Regarding the company's camera surveillance activities, the company's website states the following:
This Policy is published (online policy regulation) and monitoring is carried out.
Notices are posted at the entrances to the areas stating that monitoring will be carried out (on-site).
lighting).
In accordance with Article 4 of the Personal Data Protection Law, the company processes personal data for the purposes for which they are processed.
It operates in a connected, limited, and measured manner.
The purpose of the company's video surveillance activity is this.
It is limited to the purposes listed in the policy. Accordingly, security camera monitoring
The areas, number, and timing of monitoring are sufficient to achieve the security objective.
It is implemented only for this purpose. The security of the individual's privacy.
in areas where interference that goes beyond their intended purpose may result (for example, in toilets)
It is not subject to monitoring.
In accordance with Article 12 of the Personal Data Protection Law, the company uses cameras for surveillance.
technical measures necessary to ensure the security of personal data obtained as a result of the activity.
and administrative measures are being taken.
The company's retention period for personal data obtained through camera surveillance activities.
Detailed information can be found in section 6.3 of this Policy, titled "Personal Data Retention Periods".
It has been given.
Live camera footage and digitally recorded and stored footage
Only a limited number of company employees have access to the records. Those with limited access to the records...
A number of people have signed a confidentiality agreement stating that they will protect the confidentiality of the data they access.
is doing.
9.2. MONITORING GUEST ENTRANCES AND EXITS AT THE COMPANY'S BUILDING AND FACILITY ENTRANCES
For the purposes of ensuring security and as stated in this Policy, the company
Personal data processing for tracking guest entries and exits in buildings and facilities.
Activities are being carried out.
17
This document may not be reproduced or distributed without the written permission of Natura Gıda Sanayi ve Ticaret A.Ş.
When obtaining the names and surnames of individuals who visit company buildings as guests, or when the company...
through texts posted on the premises or otherwise made accessible to visitors
The data subjects concerned are informed within this scope. Guest check-in/check-out
Data obtained for the purpose of monitoring are processed solely for this purpose and the relevant personal information is shared with the public.
The data is recorded in a physical data recording system.

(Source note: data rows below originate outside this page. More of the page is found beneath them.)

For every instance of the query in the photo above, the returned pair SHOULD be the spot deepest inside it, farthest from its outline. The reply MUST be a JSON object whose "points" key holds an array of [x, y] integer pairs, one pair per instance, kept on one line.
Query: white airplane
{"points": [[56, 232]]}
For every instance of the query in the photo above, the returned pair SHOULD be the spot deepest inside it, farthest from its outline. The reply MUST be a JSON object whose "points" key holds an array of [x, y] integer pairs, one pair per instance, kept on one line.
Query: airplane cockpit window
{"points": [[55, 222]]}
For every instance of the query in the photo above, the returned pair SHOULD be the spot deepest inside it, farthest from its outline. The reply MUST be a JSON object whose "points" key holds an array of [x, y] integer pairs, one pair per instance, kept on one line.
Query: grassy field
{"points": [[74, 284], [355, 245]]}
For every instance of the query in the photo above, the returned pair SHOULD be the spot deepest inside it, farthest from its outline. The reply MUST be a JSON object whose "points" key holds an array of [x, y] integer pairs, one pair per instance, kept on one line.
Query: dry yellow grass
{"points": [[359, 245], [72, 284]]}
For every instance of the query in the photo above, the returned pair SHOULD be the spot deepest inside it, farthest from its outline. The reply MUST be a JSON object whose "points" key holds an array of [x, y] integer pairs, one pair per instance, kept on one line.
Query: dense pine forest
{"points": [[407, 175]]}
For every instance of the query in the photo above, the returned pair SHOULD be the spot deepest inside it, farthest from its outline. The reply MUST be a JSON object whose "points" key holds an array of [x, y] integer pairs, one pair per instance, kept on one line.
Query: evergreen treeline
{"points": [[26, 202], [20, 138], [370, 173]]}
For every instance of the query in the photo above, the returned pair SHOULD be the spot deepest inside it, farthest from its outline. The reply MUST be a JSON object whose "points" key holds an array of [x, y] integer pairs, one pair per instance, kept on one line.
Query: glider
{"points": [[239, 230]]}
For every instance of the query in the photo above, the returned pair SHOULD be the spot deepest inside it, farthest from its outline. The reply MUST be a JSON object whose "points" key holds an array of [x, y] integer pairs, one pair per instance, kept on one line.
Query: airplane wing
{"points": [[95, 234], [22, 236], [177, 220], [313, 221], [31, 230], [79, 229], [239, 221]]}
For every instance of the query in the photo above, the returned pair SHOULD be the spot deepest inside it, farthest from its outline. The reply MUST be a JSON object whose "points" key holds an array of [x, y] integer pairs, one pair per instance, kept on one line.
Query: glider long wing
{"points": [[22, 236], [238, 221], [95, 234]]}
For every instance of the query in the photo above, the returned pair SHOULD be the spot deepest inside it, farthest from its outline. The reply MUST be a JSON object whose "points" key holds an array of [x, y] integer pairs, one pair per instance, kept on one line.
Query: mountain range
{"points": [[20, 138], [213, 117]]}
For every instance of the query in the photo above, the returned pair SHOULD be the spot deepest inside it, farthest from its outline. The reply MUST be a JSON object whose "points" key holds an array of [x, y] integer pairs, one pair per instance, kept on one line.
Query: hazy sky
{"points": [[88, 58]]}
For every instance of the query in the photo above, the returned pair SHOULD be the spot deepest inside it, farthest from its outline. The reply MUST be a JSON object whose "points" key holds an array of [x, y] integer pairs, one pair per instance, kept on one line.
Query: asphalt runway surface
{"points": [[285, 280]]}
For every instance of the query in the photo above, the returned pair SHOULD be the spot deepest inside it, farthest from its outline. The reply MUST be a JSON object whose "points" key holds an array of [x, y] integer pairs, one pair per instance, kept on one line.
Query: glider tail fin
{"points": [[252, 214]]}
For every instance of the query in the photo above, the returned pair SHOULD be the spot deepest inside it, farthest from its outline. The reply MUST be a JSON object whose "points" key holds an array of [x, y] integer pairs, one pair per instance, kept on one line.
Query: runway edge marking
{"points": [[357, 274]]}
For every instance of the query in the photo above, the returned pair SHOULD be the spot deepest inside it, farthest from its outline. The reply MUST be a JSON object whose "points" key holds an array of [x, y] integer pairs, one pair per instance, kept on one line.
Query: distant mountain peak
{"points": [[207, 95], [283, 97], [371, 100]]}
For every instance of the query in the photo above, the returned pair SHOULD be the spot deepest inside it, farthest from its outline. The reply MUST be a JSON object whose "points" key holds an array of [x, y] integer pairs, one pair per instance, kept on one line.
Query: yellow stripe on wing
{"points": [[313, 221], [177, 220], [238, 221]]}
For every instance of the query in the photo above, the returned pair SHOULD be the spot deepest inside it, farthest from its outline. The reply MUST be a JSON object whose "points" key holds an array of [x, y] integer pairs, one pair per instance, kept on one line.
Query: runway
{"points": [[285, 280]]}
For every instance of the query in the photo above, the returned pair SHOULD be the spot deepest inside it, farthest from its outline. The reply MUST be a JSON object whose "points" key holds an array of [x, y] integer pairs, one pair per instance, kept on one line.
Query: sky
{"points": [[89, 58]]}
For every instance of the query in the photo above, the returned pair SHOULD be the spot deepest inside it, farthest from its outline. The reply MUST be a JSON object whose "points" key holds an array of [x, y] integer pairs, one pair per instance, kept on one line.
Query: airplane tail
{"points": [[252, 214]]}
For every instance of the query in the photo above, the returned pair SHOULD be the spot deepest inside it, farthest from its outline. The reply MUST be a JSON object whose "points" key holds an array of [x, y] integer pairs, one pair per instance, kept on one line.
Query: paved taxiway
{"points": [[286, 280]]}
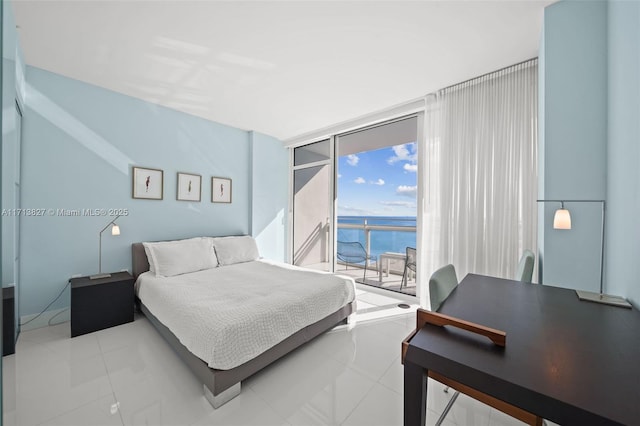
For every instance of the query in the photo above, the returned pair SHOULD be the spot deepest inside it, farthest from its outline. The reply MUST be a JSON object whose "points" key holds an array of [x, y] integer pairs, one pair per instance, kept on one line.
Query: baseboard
{"points": [[56, 316]]}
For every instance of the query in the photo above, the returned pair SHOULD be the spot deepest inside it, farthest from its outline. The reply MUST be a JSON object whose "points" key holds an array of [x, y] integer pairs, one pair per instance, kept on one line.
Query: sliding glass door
{"points": [[313, 183]]}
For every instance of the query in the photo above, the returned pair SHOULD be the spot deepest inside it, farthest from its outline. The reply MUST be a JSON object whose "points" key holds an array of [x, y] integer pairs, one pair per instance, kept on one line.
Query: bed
{"points": [[228, 314]]}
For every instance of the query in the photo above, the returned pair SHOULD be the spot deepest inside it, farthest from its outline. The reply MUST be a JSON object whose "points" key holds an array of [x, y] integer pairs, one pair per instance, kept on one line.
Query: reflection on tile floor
{"points": [[128, 375]]}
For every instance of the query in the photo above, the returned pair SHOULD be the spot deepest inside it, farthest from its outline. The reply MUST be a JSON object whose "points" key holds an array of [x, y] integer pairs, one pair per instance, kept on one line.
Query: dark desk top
{"points": [[567, 360]]}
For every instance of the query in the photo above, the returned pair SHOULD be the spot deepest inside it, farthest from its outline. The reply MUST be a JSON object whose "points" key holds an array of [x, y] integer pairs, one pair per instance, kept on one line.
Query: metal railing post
{"points": [[367, 241]]}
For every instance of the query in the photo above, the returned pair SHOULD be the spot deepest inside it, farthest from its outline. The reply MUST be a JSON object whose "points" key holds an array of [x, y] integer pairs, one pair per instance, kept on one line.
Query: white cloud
{"points": [[404, 152], [407, 191], [407, 204], [344, 210]]}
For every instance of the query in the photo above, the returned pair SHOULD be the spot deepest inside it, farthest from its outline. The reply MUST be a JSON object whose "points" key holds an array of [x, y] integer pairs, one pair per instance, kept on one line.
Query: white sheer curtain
{"points": [[480, 175]]}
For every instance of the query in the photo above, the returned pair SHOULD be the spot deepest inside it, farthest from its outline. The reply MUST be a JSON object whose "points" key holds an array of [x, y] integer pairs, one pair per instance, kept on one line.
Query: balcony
{"points": [[386, 239]]}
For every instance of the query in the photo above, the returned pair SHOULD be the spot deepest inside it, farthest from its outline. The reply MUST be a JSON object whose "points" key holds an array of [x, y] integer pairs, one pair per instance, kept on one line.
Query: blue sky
{"points": [[378, 183]]}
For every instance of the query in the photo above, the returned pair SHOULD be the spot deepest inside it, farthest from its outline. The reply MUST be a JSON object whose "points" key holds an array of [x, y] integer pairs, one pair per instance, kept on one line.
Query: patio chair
{"points": [[409, 265], [353, 252]]}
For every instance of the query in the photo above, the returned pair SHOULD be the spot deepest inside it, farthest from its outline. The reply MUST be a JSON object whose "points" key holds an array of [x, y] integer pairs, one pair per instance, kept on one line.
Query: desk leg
{"points": [[415, 395]]}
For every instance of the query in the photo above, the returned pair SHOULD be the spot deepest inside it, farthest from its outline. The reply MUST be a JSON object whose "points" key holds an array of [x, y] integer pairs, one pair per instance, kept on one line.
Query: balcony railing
{"points": [[369, 225]]}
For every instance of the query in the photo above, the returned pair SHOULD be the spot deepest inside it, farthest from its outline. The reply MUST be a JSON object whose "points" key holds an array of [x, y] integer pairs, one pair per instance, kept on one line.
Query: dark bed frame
{"points": [[220, 386]]}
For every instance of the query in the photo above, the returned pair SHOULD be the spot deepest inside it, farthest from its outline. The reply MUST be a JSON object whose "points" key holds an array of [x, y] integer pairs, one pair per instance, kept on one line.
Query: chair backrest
{"points": [[441, 284], [351, 252], [525, 267], [410, 260]]}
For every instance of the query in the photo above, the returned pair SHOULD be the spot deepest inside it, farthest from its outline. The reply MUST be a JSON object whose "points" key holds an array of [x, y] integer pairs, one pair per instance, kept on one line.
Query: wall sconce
{"points": [[115, 230], [562, 220]]}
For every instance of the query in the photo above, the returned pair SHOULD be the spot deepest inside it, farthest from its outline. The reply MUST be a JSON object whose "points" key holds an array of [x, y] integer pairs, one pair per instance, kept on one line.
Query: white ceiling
{"points": [[283, 68]]}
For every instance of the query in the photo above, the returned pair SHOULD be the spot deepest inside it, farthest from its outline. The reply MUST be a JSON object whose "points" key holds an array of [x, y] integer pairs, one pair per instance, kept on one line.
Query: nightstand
{"points": [[101, 303]]}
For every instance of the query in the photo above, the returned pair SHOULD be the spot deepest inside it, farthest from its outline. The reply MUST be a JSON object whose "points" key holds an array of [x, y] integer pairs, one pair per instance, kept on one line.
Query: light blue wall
{"points": [[270, 195], [623, 186], [79, 144], [573, 138]]}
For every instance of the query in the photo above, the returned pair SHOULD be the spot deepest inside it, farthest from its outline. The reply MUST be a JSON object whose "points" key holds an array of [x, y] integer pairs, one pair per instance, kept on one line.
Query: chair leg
{"points": [[447, 408]]}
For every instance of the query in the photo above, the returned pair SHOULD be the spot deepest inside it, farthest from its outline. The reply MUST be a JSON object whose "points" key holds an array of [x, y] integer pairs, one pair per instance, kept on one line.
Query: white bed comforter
{"points": [[228, 315]]}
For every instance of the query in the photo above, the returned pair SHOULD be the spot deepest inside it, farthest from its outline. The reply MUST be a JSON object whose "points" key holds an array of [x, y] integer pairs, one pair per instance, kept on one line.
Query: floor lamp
{"points": [[562, 220]]}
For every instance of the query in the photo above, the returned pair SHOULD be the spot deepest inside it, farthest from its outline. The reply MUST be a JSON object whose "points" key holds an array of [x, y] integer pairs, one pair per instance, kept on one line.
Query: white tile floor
{"points": [[128, 375]]}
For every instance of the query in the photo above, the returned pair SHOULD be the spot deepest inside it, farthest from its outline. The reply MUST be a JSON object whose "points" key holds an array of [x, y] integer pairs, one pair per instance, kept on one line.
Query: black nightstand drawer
{"points": [[101, 303]]}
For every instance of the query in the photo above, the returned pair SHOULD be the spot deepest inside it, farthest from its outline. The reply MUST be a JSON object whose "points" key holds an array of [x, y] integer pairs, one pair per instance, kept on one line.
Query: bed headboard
{"points": [[139, 259]]}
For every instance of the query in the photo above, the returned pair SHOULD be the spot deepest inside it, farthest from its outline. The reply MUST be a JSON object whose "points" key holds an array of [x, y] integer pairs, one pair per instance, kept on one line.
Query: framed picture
{"points": [[188, 187], [220, 190], [147, 183]]}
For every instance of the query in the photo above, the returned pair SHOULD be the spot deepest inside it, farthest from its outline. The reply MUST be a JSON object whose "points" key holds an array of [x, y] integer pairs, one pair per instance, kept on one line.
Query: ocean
{"points": [[381, 240]]}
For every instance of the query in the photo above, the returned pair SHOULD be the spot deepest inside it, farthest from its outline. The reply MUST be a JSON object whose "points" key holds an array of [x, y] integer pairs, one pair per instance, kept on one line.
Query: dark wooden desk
{"points": [[572, 362]]}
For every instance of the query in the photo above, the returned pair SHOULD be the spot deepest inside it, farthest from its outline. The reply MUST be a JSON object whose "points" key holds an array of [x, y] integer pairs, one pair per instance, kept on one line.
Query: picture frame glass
{"points": [[189, 187], [147, 183], [220, 190]]}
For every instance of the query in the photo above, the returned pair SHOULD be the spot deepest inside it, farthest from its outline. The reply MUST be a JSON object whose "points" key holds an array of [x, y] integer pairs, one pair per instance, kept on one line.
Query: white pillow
{"points": [[230, 250], [169, 258]]}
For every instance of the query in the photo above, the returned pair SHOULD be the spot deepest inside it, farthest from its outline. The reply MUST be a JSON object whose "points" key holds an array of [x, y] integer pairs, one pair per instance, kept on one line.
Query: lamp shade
{"points": [[562, 219]]}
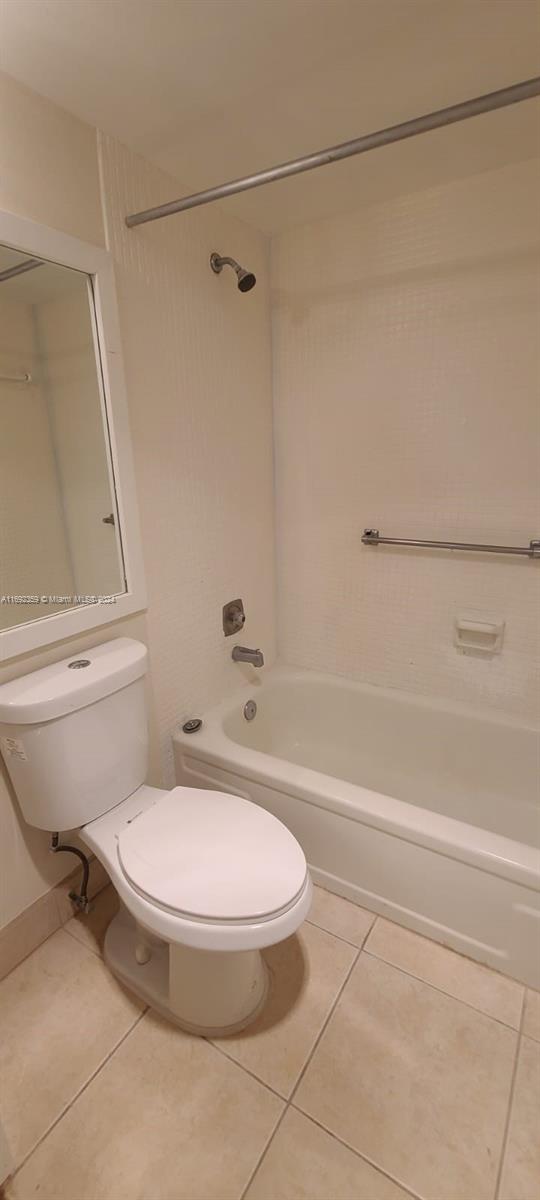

9.3. RECORDS REGARDING INTERNET ACCESS PROVIDED TO THE COMPANY'S GUESTS
STORAGE AND WEBSITE VISITORS

For security purposes and as stated in this Policy, our company may record logs of internet access used by guests during their stay on our premises, in accordance with the provisions of Law No. 5651 and the regulations issued pursuant to this Law.

Only a limited number of our company employees have access to the log records obtained within this framework. These records are processed and shared with third parties only when requested by authorized public institutions and organizations, or in order to fulfill our relevant legal obligations and/or protect our legal rights and establish our company's defense rights during audit processes carried out within the company.

The company uses technical means (e.g., cookies) to record internet activity on its websites in order to ensure that visitors' visits are consistent with their purposes, to display personalized content, and to conduct online advertising activities.

Detailed explanations regarding the protection and processing of personal data related to these activities carried out by the company can be found in the "Company Website Privacy Policy" texts on the relevant websites.

CHAPTER 10 – EFFECTIVE DATE AND UPDABILITY

This Policy was prepared and entered into force by the Company on July 31, 2020. The Policy, in whole or in part, may be updated. The Policy is published on the Company's website, naturagida.com, and is made available to data subjects upon request.